The workflow to promote a change to the staging environment looks like this:
# .github/workflows/promote-to-staging.yaml
name: Promote to staging
on:
push:
branches:
- main
paths:
- app/environments/development/version.yaml
permissions:
contents: write
pull-requests: write
jobs:
promote:
runs-on: ubuntu-latest
steps:
- uses: actions/checkout@v3
- run: |
# configure git client
git config --global user.email "<email address>"
git config --global user.name "<name>"
# create a new branch
git switch -c staging/${{ github.sha }}
# promote the change
cp app/environments/development/version.yaml app/environments/staging/version.yaml
# push the change to the new branch
git add app/environments/staging/version.yaml
git commit -m "Promote development to staging"
git push -u origin staging/${{ github.sha }}
- run: |
gh pr create \
-B main \
-H staging/${{ github.sha }} \
--title "Promote development to staging" \
--body "Automatically created by GitHub Actions"
env:
GITHUB_TOKEN: ${{ secrets.GITHUB_TOKEN }}
The workflow is triggered whenever there is a change to app/environments/development/version.yaml
on the main
branch. The workflow itself consists of three steps:
- Check-out the source code (since we need to update it!)
- Configure git, create a new git branch, perform the copy operation, push the change to the new branch
- Use the GitHub CLI to create a pull request for the new change
We could run additional automation to perform tests in our development environment before we go on to approve the promotion to the staging environment.
Once the change is approved a new workflow is triggered to initiate the promotion to the production environment:
# .github/workflows/promote-to-production.yaml
name: Promote to production
on:
pull_request:
types:
- closed
paths:
- app/environments/staging/version.yaml
permissions:
contents: write
pull-requests: write
jobs:
promote:
runs-on: ubuntu-latest
steps:
- uses: actions/checkout@v3
- run: |
# configure git client
git config --global user.email "<email address>"
git config --global user.name "<name>"
# create a new branch
git switch -c production/${{ github.sha }}
# promote the change
cp app/environments/staging/version.yaml app/environments/production/version.yaml
# push the change to the new branch
git add app/environments/production/version.yaml
git commit -m "Promote staging to production"
git push -u origin production/${{ github.sha }}
- run: |
gh pr create \
-B main \
-H production/${{ github.sha }} \
--title "Promote staging to production" \
--body "Automatically created by GHA"
env:
GITHUB_TOKEN: ${{ secrets.GITHUB_TOKEN }}
The difference in this workflow is just the trigger2. This workflow is triggered when a pull-request has been closed where there were changes to app/environments/staging/version.yaml
.
Before we approve the merge request to promote the change to production we can run additional automation against our staging environment.

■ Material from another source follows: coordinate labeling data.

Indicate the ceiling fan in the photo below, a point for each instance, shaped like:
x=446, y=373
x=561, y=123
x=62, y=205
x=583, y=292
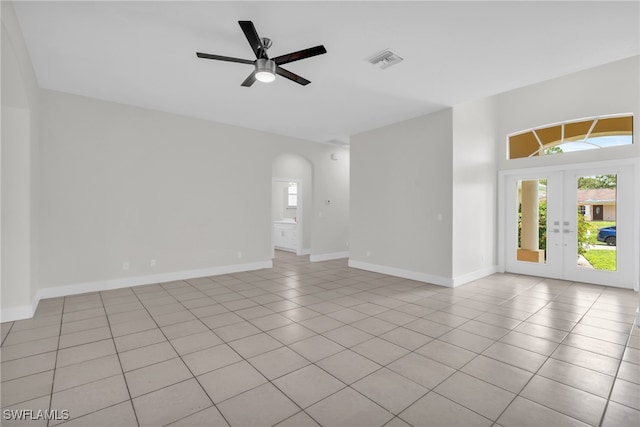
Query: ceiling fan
x=265, y=68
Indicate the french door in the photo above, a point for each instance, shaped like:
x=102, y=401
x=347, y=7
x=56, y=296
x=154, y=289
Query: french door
x=552, y=220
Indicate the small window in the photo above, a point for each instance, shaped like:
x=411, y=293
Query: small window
x=292, y=195
x=586, y=134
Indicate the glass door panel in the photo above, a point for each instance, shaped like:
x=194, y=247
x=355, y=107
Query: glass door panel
x=564, y=225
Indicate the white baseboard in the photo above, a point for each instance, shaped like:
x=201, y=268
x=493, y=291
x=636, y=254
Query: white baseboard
x=18, y=313
x=405, y=274
x=26, y=311
x=424, y=277
x=125, y=282
x=475, y=275
x=329, y=256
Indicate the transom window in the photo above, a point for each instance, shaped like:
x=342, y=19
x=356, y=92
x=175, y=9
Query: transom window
x=585, y=134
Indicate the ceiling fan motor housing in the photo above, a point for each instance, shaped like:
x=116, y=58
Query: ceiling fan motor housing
x=265, y=69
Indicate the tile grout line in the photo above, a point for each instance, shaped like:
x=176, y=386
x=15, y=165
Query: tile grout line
x=119, y=361
x=615, y=378
x=549, y=357
x=55, y=369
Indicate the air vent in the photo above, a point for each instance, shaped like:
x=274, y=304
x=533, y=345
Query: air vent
x=385, y=59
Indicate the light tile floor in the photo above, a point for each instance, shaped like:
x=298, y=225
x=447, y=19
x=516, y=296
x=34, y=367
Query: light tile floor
x=307, y=344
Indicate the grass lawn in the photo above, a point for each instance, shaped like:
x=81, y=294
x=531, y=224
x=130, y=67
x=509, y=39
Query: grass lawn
x=593, y=227
x=601, y=259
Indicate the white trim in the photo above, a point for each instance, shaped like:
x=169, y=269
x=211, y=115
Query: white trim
x=633, y=162
x=18, y=313
x=125, y=282
x=406, y=274
x=328, y=256
x=299, y=217
x=475, y=275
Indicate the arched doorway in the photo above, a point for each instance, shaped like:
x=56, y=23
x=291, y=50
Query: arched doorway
x=291, y=201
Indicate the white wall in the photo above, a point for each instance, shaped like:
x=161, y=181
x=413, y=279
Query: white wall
x=401, y=198
x=609, y=89
x=474, y=190
x=19, y=173
x=124, y=184
x=88, y=185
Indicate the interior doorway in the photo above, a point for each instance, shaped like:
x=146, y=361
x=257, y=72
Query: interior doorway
x=287, y=215
x=291, y=201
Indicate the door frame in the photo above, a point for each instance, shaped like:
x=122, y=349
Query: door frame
x=299, y=216
x=633, y=164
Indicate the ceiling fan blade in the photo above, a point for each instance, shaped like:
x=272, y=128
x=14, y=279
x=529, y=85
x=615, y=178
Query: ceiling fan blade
x=249, y=80
x=252, y=37
x=301, y=54
x=223, y=58
x=289, y=75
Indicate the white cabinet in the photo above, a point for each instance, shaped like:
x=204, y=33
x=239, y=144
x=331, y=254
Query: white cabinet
x=285, y=235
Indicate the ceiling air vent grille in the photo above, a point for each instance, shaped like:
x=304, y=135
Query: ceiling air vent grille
x=385, y=59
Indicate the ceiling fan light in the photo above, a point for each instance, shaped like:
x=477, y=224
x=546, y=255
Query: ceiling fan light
x=265, y=76
x=265, y=70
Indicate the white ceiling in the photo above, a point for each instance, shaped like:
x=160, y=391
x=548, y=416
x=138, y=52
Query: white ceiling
x=143, y=54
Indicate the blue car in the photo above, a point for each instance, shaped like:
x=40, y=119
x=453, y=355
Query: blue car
x=607, y=235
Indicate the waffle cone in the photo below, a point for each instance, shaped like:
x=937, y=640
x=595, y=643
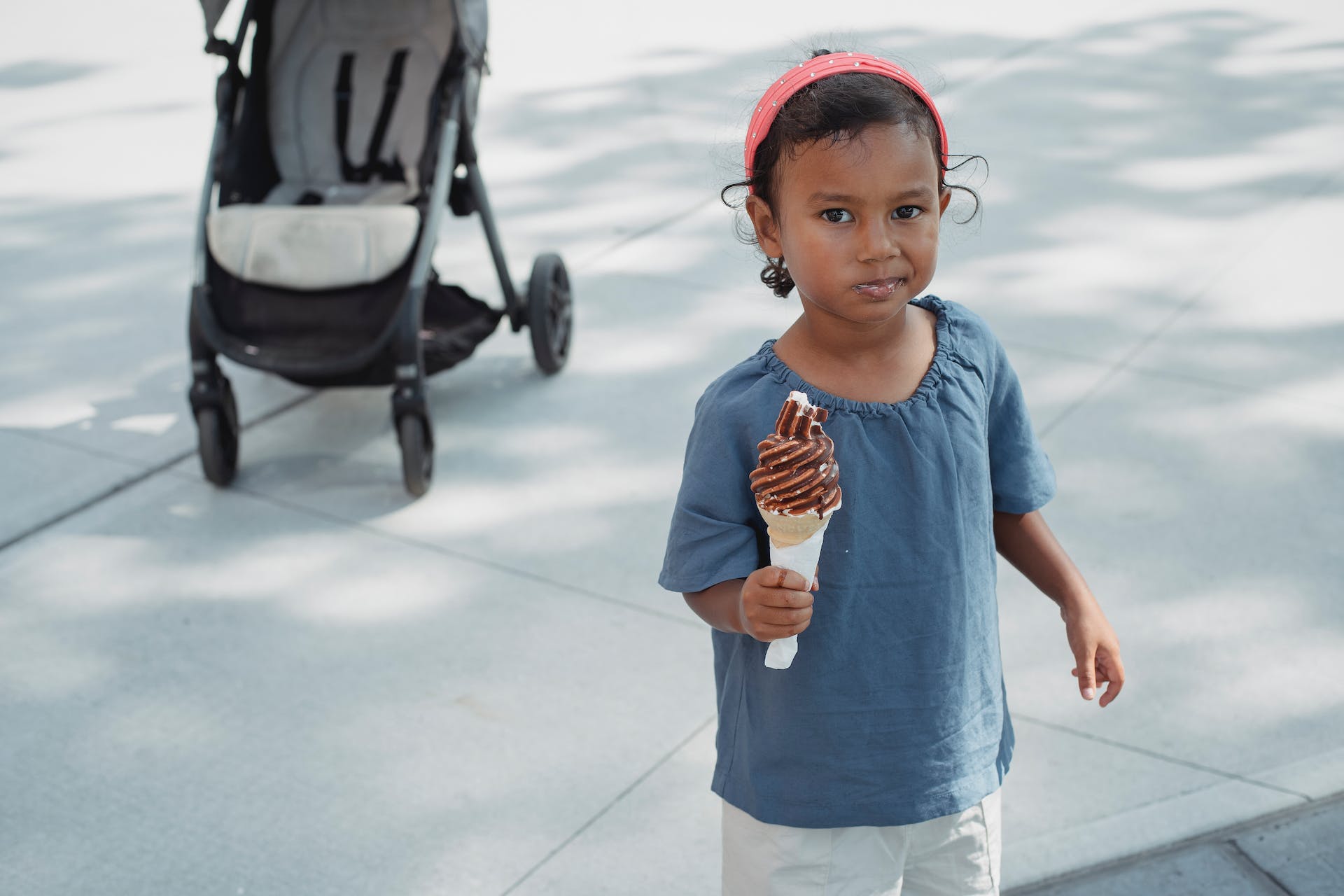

When we are ready we can approve the pull-request and the change will be promoted to production.
Note that there are some additional work required to lock down how changes can be promoted. There should be some rules in place that restricts changes directly to the staging and production environments. I might continue my work on this example in future posts, because there are a lot more that could be said. For now I will leave this example!